Ma ieri mattina 8 novembre, all’alba, i carabinieri del comando provinciale di Roma, con il supporto di quelli di Reggio Calabria hanno notificato dodici ordinanze di custodia cautelare, che hanno posto fine al business che andava avanti da anni.
L’inchiesta, coordinata dalla direzione distrettuale antimafia Capitolina, denominata "Pilot", è nata dopo alcune intercettazioni telefoniche dell’indagine "Tritone", condotta dai carabinieri del nucleo investigativo di Roma e che, nel febbraio 2022, aveva smantellato una locale di ’ndrangheta nei comuni di Anzio e Nettuno, dedita oltre che al traffico di sostanze stupefacenti anche al condizionamento della vita politica locale, tanto da portare allo scioglimento per mafia dei comuni di Anzio e Nettuno, e al controllo delle attività economiche e degli affidamenti degli appalti locali. Infatti, durante le indagini era stato accertato che uno degli ’ndranghetisti, in grado di importare ingenti carichi di cocaina dal Sud America, aveva espanso le proprie attività di vendita della coca dai comuni di Anzio e Nettuno ai comuni di Rocca di Papa e Grottaferrata intrecciando qui i propri affari con quelli del sodalizio già esistente che operava ai Castelli.
Le indagini, condotte dai Carabinieri di Via In Selci, nel periodo compreso tra il mese di luglio 2019 e il mese di settembre 2020 con l’ausilio di intercettazioni telefoniche, ambientali e servizi di osservazione, hanno consentito di ricostruire numerose cessioni di cocaina, e di effettuare sei arresti in flagranza di reato come riscontro degli elementi acquisiti. I carabinieri hanno scoperto che per eludere le investigazioni i pusher utilizzavano smartphone criptati, macchine a noleggio, che sostituivano periodicamente per evitare l’ installazione di microspie.

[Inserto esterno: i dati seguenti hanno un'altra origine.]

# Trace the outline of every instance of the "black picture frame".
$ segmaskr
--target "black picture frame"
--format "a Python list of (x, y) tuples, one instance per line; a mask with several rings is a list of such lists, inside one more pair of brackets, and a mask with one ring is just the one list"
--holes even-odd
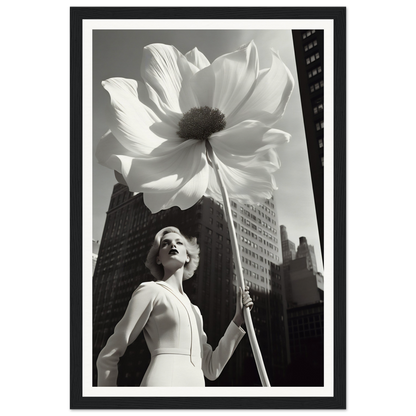
[[(334, 394), (333, 397), (83, 397), (82, 234), (85, 19), (329, 19), (334, 33)], [(346, 408), (346, 8), (73, 7), (70, 9), (70, 407), (71, 409), (345, 409)], [(313, 170), (313, 167), (311, 167)], [(318, 186), (315, 185), (314, 186)], [(322, 192), (316, 189), (315, 192)]]

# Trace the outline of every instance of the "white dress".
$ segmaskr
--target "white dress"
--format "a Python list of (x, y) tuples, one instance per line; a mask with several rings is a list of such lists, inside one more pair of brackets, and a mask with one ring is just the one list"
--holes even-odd
[(118, 361), (143, 330), (151, 353), (141, 386), (205, 386), (221, 374), (245, 331), (231, 322), (215, 351), (197, 306), (165, 282), (142, 283), (97, 359), (98, 386), (116, 386)]

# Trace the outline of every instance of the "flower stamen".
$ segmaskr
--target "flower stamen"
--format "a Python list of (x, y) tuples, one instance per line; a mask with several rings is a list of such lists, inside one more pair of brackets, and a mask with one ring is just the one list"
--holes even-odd
[(177, 134), (185, 140), (208, 140), (212, 134), (225, 129), (224, 118), (218, 108), (191, 108), (179, 122)]

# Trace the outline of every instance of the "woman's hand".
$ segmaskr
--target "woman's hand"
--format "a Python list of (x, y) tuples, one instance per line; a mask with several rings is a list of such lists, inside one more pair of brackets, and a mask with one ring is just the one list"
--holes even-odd
[(241, 287), (238, 288), (237, 304), (236, 304), (235, 315), (233, 319), (233, 322), (237, 326), (241, 326), (244, 323), (243, 307), (250, 308), (250, 310), (253, 309), (254, 303), (248, 291), (249, 291), (248, 286), (246, 286), (244, 292), (241, 289)]

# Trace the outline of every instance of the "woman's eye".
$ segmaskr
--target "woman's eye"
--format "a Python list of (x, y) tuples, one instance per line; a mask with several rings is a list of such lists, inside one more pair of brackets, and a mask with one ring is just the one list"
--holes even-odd
[(178, 241), (177, 244), (180, 244), (181, 246), (183, 246), (182, 241)]

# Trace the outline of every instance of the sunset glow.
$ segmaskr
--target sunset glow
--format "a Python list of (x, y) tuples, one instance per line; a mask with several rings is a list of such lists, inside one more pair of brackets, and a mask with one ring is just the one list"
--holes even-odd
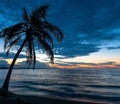
[[(81, 0), (69, 2), (64, 0), (50, 2), (48, 0), (48, 2), (50, 8), (47, 19), (62, 30), (64, 39), (61, 43), (57, 43), (53, 39), (54, 65), (50, 64), (49, 57), (44, 51), (42, 52), (36, 48), (39, 64), (44, 63), (47, 67), (60, 69), (120, 68), (120, 9), (117, 6), (119, 5), (118, 1), (94, 1), (96, 5), (91, 1), (86, 3), (86, 1)], [(18, 4), (18, 8), (13, 5), (14, 3), (10, 1), (9, 3), (11, 6), (8, 6), (6, 2), (3, 5), (0, 4), (3, 7), (0, 15), (1, 29), (22, 22), (22, 19), (19, 18), (22, 16), (20, 13), (23, 6)], [(46, 0), (40, 0), (35, 3), (25, 2), (24, 5), (28, 13), (30, 13), (32, 8), (45, 3)], [(115, 5), (112, 7), (111, 5), (114, 3)], [(13, 12), (12, 5), (16, 8), (13, 14), (11, 14)], [(6, 9), (6, 6), (8, 6), (8, 9)], [(1, 66), (2, 61), (4, 64), (6, 63), (6, 66), (9, 66), (19, 48), (19, 44), (17, 45), (18, 48), (10, 50), (8, 57), (5, 55), (6, 51), (3, 50), (3, 38), (0, 40), (0, 44)], [(26, 53), (23, 50), (16, 61), (16, 66), (24, 67), (22, 65), (25, 61)], [(41, 64), (38, 66), (41, 67)]]

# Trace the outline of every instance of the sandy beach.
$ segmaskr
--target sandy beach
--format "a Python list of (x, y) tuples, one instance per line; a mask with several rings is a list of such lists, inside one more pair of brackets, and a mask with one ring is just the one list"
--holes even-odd
[(19, 95), (19, 97), (28, 104), (100, 104), (100, 103), (87, 102), (87, 101), (77, 102), (77, 101), (71, 101), (65, 99), (30, 96), (30, 95)]
[(48, 98), (31, 95), (10, 95), (9, 97), (0, 97), (0, 104), (102, 104), (87, 101), (71, 101), (58, 98)]

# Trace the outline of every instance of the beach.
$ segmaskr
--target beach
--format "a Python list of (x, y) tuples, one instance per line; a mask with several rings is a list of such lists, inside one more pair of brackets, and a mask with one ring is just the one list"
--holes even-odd
[(58, 98), (31, 96), (31, 95), (14, 95), (8, 98), (0, 97), (0, 104), (105, 104), (87, 101), (72, 101)]
[[(6, 71), (0, 70), (0, 86)], [(118, 69), (19, 69), (9, 91), (26, 104), (118, 104), (119, 79)]]
[(28, 104), (107, 104), (104, 102), (92, 102), (92, 101), (72, 101), (58, 98), (40, 97), (40, 96), (30, 96), (30, 95), (19, 95), (21, 99)]

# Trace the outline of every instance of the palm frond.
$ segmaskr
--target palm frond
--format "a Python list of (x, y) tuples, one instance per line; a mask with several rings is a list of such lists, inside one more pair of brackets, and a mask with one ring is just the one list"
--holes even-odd
[(40, 33), (43, 36), (43, 38), (51, 45), (51, 47), (54, 48), (53, 40), (52, 40), (52, 37), (50, 36), (50, 34), (44, 30), (40, 30)]
[(39, 29), (39, 30), (34, 29), (34, 30), (35, 30), (34, 31), (35, 36), (36, 35), (41, 36), (41, 38), (45, 39), (47, 41), (47, 43), (49, 43), (49, 45), (52, 48), (54, 48), (52, 37), (50, 36), (50, 34), (47, 31), (44, 31), (42, 29)]
[(27, 14), (27, 11), (25, 8), (23, 8), (23, 20), (27, 23), (29, 23), (29, 16)]
[(39, 20), (39, 18), (33, 17), (30, 22), (33, 27), (40, 27), (41, 25), (41, 21)]
[(44, 5), (44, 6), (41, 6), (35, 10), (33, 10), (32, 14), (31, 14), (31, 19), (34, 17), (34, 18), (43, 18), (45, 19), (46, 18), (46, 12), (47, 12), (47, 9), (48, 9), (49, 5)]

Ricevimenti lussuosi venivano organizzati dagli indagati per festeggiare l’arrivo di carichi di droga e la liberazione degli arrestati. I lucrosi ricavi delle attività di spaccio venivano reinvestiti per l’acquisto di ulteriori partite di cocaina, per il sostegno economico delle famiglie e dei sodali detenuti, che spesso venivano convinti ad assumersi la paternità dello stupefacente ritrovato durante le perquisizioni, nonché nell’acquisto di locali pubblici nella Capitale.